Les trois prévenus, Naim Cherni, Qaasim Illi et Nicolas Blancho, ont fait usage de leur droit au silence devant le Tribunal pénal fédéral à Bellinzone. Ils n’ont répondu ni aux questions portant sur leur situation personnelle, ni à celles concernant l’affaire. L’accusation reproche aux trois membres du CCIS d’avoir diffusé au moyen de vidéos de la propagande en faveur d’Al-Qaida et d’autres organisations apparentées.

Ils ont justifié leur attitude par le fait que la procédure menée par le Ministère public de la Confédération serait de nature politique. Selon eux, les réponses ont déjà été données dans le rapport préparé en avril par le CCIS et qui figure au dossier.

Au début de son réquisitoire, la procureure fédérale Juliette Noto s’est également référée à ce document. Celui-ci confirme les griefs de l’accusation, a-t-elle souligné. Son auteur est inconnu et il s’agit d’une « administration clandestine des preuves dans une région en guerre ».

Par le biais d’intermédiaires, le rapport donne la parole à Al-Muhaysini, qui est la personne interviewée dans la vidéo objet de la procédure, ainsi qu’à un membre d’Al-Qaida. Leurs déclarations ont pour objet de minimiser les fonctions d’Al-Muhaysini.

Des accusés endettés

Il ressort des questions posées par la présidente au début de l’audience que les trois prévenus sont endettés. Les poursuites et créances à l’égard de Nicolas Blancho s’élèvent à quelque 140’000 francs. Le président du CCIS ne s’est pas exprimé sur sa séparation d’avec sa femme et ses trois enfants.

La présidente n’a pas eu plus de chance auprès de Qaasim Illi sur sa situation personnelle. Les questions de la juge laissent entendre que le prévenu serait le père de sept enfants et qu’il en attendrait un huitième prochainement.

Séparé depuis 2012 de Nora Illi, il s’est remarié en 2014. Le mystère plane en revanche sur la manière dont il finance sa subsistance et les pensions d’entretien.

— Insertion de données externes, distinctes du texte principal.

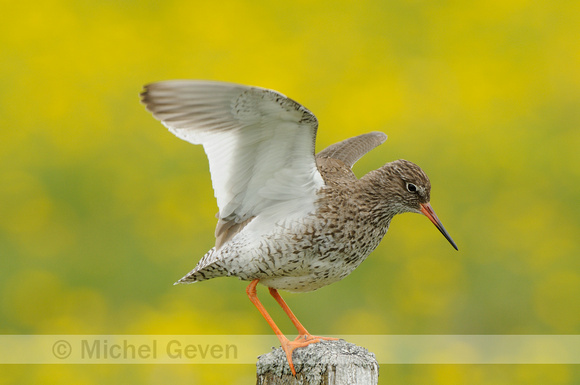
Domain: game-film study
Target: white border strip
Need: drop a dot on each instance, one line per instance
(244, 349)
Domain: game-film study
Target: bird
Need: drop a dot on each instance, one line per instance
(288, 219)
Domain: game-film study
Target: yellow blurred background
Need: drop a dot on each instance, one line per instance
(101, 209)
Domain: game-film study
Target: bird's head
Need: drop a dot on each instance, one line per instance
(406, 188)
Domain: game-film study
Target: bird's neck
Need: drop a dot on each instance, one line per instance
(377, 191)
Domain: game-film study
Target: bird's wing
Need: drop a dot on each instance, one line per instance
(350, 150)
(260, 145)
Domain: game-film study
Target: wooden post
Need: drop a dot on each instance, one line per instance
(322, 363)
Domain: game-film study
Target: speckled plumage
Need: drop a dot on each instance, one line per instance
(324, 247)
(287, 219)
(292, 249)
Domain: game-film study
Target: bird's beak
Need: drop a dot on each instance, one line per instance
(429, 213)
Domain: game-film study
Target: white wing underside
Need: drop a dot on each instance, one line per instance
(259, 143)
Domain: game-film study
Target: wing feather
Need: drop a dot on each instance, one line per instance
(260, 146)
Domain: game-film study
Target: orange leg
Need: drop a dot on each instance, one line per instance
(302, 332)
(287, 345)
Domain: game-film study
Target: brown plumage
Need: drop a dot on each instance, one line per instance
(287, 219)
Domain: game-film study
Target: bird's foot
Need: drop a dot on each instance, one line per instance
(309, 337)
(300, 342)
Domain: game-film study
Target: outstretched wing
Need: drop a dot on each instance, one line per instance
(350, 150)
(260, 145)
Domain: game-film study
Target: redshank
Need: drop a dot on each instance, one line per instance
(288, 219)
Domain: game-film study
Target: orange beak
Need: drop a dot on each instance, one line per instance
(429, 213)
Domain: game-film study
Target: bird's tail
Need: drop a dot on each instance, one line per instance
(207, 268)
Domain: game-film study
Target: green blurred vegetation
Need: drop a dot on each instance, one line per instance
(101, 209)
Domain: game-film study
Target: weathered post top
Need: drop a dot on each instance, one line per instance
(322, 363)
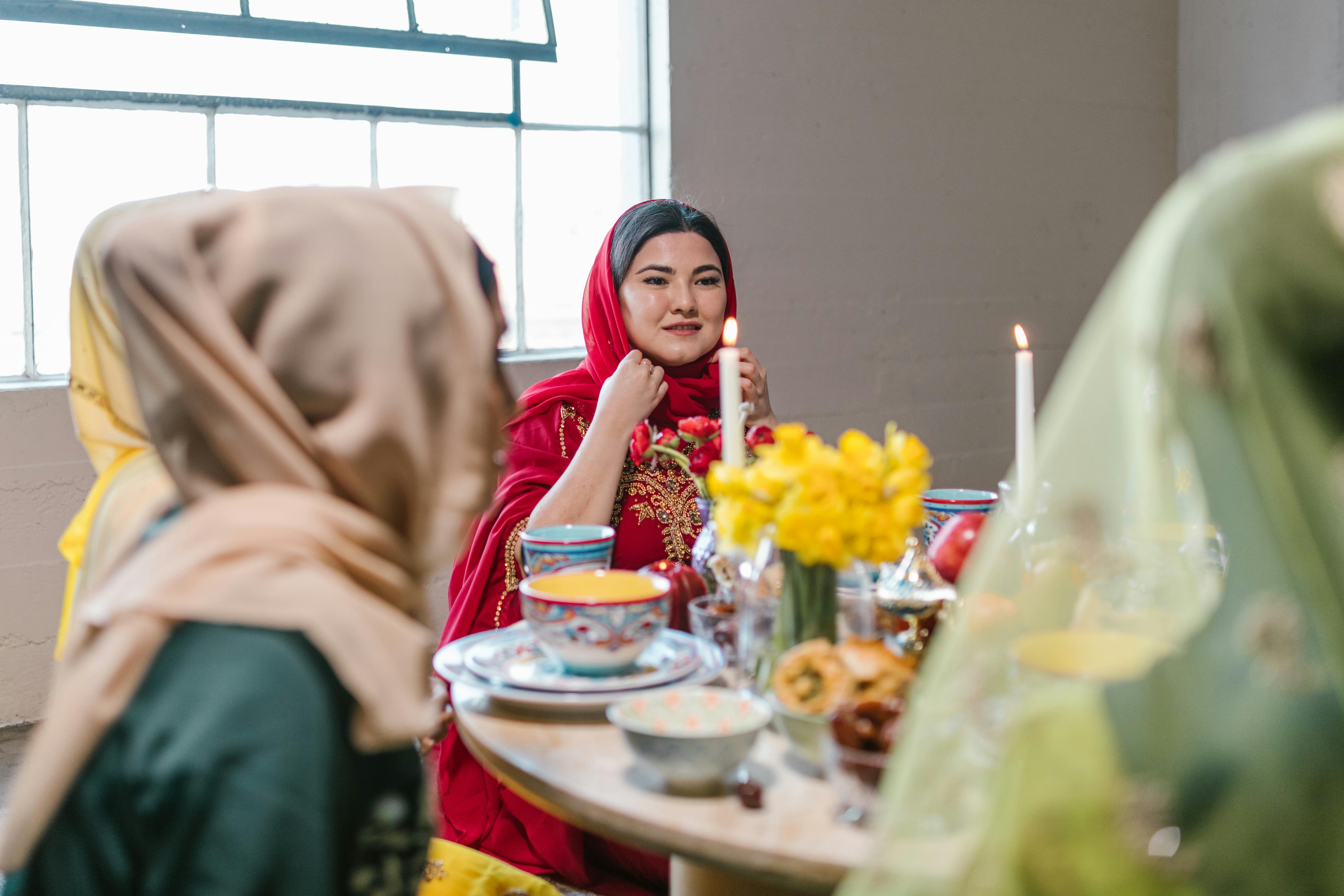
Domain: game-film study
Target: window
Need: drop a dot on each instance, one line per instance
(534, 112)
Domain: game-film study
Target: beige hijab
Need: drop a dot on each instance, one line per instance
(316, 369)
(132, 488)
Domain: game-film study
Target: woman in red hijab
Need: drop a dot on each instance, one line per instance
(654, 312)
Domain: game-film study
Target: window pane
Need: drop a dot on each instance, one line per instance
(224, 7)
(255, 152)
(80, 163)
(576, 185)
(479, 162)
(50, 56)
(11, 250)
(596, 79)
(366, 14)
(498, 19)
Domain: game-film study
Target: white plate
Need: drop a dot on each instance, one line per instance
(514, 657)
(451, 664)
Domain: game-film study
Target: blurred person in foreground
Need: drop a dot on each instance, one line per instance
(240, 695)
(1144, 694)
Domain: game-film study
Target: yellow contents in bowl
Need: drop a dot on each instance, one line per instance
(599, 586)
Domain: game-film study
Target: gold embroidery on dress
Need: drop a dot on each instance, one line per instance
(511, 578)
(666, 495)
(568, 413)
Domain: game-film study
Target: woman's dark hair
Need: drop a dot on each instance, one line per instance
(661, 217)
(486, 272)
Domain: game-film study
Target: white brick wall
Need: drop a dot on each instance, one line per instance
(902, 182)
(43, 479)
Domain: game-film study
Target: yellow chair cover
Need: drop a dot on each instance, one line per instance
(459, 871)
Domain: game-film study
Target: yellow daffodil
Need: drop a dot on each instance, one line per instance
(828, 504)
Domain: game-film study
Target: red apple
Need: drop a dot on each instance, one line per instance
(687, 586)
(953, 543)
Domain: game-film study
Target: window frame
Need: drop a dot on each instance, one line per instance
(152, 19)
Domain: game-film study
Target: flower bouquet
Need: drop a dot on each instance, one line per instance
(826, 508)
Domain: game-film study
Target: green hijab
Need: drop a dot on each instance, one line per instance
(1143, 692)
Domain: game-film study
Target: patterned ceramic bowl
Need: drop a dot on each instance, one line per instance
(565, 547)
(691, 737)
(944, 504)
(596, 623)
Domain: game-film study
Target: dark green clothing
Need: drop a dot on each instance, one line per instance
(232, 774)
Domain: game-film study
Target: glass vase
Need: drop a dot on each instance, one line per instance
(705, 545)
(807, 604)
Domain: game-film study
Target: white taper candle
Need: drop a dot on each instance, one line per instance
(1026, 422)
(730, 397)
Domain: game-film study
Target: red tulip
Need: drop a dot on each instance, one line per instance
(706, 455)
(760, 436)
(698, 429)
(642, 442)
(953, 543)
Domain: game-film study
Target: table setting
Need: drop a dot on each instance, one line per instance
(737, 711)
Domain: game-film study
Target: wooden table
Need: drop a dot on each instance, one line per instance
(581, 770)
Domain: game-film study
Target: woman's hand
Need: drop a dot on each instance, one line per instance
(445, 718)
(630, 396)
(756, 390)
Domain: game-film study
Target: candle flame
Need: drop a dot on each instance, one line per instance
(730, 331)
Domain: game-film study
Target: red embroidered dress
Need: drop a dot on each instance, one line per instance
(655, 518)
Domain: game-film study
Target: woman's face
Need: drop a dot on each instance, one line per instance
(674, 299)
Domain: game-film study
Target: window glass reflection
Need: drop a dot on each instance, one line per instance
(255, 152)
(496, 19)
(576, 185)
(11, 249)
(596, 77)
(479, 163)
(222, 7)
(83, 162)
(365, 14)
(50, 56)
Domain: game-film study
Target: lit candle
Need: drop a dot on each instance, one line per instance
(730, 397)
(1026, 421)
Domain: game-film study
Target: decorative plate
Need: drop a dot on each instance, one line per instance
(451, 664)
(514, 657)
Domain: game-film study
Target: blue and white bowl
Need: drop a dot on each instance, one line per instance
(944, 504)
(565, 547)
(596, 635)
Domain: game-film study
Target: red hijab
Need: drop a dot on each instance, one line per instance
(693, 389)
(478, 811)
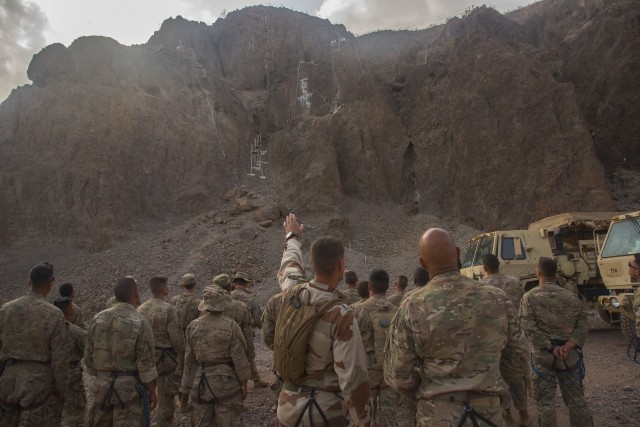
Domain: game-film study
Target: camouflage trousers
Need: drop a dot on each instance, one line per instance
(515, 392)
(445, 413)
(48, 414)
(292, 403)
(385, 402)
(168, 387)
(572, 389)
(75, 399)
(25, 396)
(121, 410)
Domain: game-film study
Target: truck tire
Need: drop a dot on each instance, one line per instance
(627, 326)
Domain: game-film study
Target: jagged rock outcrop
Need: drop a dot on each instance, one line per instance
(488, 119)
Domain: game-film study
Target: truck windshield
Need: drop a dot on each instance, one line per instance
(623, 239)
(468, 256)
(485, 247)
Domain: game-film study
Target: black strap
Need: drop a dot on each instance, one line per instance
(309, 407)
(474, 416)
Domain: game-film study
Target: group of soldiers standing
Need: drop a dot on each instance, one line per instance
(456, 350)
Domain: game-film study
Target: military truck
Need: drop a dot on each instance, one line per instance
(569, 238)
(621, 242)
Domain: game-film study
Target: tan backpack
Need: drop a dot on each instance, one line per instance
(294, 324)
(380, 316)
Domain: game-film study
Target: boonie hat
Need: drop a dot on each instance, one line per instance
(188, 280)
(222, 280)
(214, 299)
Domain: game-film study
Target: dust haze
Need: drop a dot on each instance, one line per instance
(22, 26)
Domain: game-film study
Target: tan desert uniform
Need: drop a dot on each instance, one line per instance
(34, 351)
(384, 398)
(551, 315)
(517, 390)
(269, 317)
(168, 338)
(78, 316)
(349, 295)
(120, 355)
(335, 362)
(75, 399)
(451, 342)
(215, 364)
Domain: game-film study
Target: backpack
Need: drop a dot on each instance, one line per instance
(293, 327)
(380, 316)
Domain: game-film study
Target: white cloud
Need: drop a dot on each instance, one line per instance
(22, 27)
(363, 16)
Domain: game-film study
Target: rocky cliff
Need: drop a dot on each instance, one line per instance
(491, 120)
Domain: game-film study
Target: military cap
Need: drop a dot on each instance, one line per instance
(242, 276)
(222, 280)
(188, 280)
(214, 299)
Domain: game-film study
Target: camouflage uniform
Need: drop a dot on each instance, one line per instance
(168, 338)
(516, 390)
(550, 316)
(247, 297)
(34, 350)
(269, 317)
(349, 295)
(75, 399)
(78, 317)
(384, 398)
(396, 298)
(450, 342)
(215, 364)
(335, 362)
(187, 306)
(120, 355)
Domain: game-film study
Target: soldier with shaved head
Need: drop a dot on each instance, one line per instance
(452, 341)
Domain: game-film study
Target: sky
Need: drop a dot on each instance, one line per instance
(27, 26)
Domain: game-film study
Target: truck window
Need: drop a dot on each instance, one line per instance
(624, 239)
(468, 256)
(485, 247)
(508, 249)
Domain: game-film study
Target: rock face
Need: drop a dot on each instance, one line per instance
(488, 119)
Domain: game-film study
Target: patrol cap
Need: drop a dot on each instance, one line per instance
(188, 280)
(242, 276)
(222, 280)
(214, 299)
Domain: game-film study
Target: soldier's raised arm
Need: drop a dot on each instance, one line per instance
(291, 268)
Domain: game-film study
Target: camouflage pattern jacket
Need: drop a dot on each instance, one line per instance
(550, 312)
(246, 296)
(120, 339)
(269, 317)
(336, 359)
(165, 325)
(453, 335)
(216, 340)
(364, 309)
(78, 316)
(33, 330)
(187, 306)
(396, 298)
(510, 285)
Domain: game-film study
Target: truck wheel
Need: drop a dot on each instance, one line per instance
(606, 316)
(627, 326)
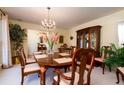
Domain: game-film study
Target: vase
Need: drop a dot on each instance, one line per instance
(50, 51)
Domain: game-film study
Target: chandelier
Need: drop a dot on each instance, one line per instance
(48, 23)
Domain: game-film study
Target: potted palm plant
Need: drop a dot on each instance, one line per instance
(17, 36)
(116, 58)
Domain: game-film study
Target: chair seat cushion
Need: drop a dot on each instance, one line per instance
(121, 69)
(67, 82)
(99, 59)
(30, 60)
(31, 67)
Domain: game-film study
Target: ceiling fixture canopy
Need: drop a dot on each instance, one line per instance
(48, 23)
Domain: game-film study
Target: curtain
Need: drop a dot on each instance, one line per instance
(121, 33)
(6, 49)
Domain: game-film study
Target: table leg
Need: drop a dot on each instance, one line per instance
(117, 75)
(43, 75)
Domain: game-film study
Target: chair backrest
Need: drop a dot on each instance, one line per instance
(73, 50)
(104, 51)
(84, 55)
(22, 56)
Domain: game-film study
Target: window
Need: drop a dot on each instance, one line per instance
(121, 33)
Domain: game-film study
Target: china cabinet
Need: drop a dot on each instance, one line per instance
(89, 37)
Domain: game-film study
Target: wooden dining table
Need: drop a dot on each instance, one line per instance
(47, 61)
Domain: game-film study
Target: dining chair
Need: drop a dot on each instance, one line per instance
(27, 69)
(119, 70)
(103, 55)
(83, 76)
(28, 60)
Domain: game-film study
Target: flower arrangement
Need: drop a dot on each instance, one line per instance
(51, 39)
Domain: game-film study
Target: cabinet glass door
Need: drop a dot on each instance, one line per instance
(86, 40)
(93, 40)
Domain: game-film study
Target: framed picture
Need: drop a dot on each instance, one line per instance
(61, 39)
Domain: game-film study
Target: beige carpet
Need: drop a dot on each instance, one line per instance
(12, 76)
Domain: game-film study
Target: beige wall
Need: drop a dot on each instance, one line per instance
(0, 42)
(35, 27)
(108, 31)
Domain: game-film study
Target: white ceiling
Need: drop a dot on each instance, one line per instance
(65, 17)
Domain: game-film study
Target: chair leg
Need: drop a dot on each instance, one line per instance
(22, 80)
(117, 74)
(110, 69)
(122, 77)
(103, 67)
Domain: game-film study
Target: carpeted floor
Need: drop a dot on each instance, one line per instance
(12, 76)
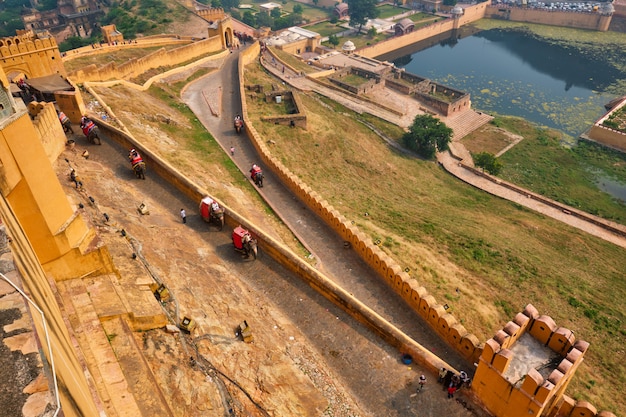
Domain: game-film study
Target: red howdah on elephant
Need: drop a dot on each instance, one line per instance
(211, 212)
(90, 130)
(136, 162)
(238, 124)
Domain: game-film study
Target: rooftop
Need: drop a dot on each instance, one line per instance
(529, 353)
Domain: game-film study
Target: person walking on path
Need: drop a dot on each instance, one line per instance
(421, 383)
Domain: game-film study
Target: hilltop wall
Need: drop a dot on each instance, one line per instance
(433, 312)
(138, 66)
(31, 56)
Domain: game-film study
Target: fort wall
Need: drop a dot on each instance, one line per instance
(471, 14)
(48, 128)
(605, 135)
(539, 390)
(135, 67)
(434, 313)
(30, 56)
(284, 255)
(572, 19)
(76, 396)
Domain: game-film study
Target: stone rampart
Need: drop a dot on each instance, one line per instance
(325, 286)
(505, 388)
(32, 56)
(49, 129)
(76, 394)
(138, 66)
(604, 134)
(447, 326)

Quant à Naim Cherni qui est âgé de 27 ans, il serait à la charge de ses parents, si l’on en croit les questions de la cour. A part le remboursement de ses frais, il n’est pas rémunéré par le CCIS pour son travail.

Un journaliste à la barre des témoins

L’interrogatoire d’un journaliste de la WoZ n’a guère apporté d’éclaircissements. Le témoin avait écrit à fin août 2016 un article intitulé « Les djihadistes de Bümpliz ». A cette occasion, il avait rencontré Qaasim Illi.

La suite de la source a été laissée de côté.